Vale a pena comprar Magazine Luiza (MGLU3) agora? A XP tem uma resposta

Vale a pena comprar Magazine Luiza (MGLU3) agora? A XP tem uma resposta
Magazine Luiza. Foto: Divulgação

O Magazine Luiza (MGLU3) vinha em tendência de baixa este ano e, depois da divulgação do resultado do terceiro trimestre, as ações da companhia entraram em queda livre. A varejista vem abalando a confiança dos investidores com sua queda de 64% desde julho, que não mostra sinais de melhora, segundo relatório da XP Investimentos. Por isso a casa de análises faz recomendação neutra para o papel, ao preço-alvo de R$ 18.

O viés de baixa do Magazine Luiza  não é um efeito isolado, mas está em sintonia com a movimentação em bloco do setor de varejo, que sofre com a piora do cenário macroeconômico do Brasil. .

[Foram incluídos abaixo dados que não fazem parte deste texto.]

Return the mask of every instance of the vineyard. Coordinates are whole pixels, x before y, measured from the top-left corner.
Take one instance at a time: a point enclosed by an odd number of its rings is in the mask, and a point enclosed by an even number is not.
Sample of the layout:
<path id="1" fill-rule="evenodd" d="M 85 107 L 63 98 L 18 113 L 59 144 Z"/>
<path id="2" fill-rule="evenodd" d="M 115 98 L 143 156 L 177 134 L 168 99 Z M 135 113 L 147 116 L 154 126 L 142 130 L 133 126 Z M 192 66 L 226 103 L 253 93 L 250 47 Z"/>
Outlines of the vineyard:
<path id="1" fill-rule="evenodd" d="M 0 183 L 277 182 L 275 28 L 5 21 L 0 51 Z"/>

“Considerando que o papel negociava a preços maiores que R$ 20 no começo do ano e hoje está abaixo de R$ 9, a MGLU3 é uma boa oportunidade nesse momento? Na visão da XP, é necessário cautela, e investidores precisam considerar outros fatores antes de comprar as ações de qualquer companhia nesse momento, “como apetite a risco, prazo de investimento do investidor, comparação do valuation das companhias comparáveis”.

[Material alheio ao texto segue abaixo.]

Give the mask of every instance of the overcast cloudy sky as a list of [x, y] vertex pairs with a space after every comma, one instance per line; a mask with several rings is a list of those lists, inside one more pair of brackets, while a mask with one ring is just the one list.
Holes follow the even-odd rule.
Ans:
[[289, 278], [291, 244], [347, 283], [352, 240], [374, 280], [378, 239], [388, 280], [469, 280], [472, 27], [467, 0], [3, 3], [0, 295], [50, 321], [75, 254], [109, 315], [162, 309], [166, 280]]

Os especialistas defendem a tese de que existe um grande risco para os resultados das varejistas: a demanda pode ser mais fraca e a concorrência deve continuar bastante acirrada. A XP lembra ainda que “os produtos eletrônicos e de linha branca, que são categorias-chave para o comércio eletrônico, tendem a ser mais cíclicos devido ao tíquete médio mais alto, e a demanda dos consumidores por essas categorias pode ter sido de certa forma antecipada durante a pandemia”.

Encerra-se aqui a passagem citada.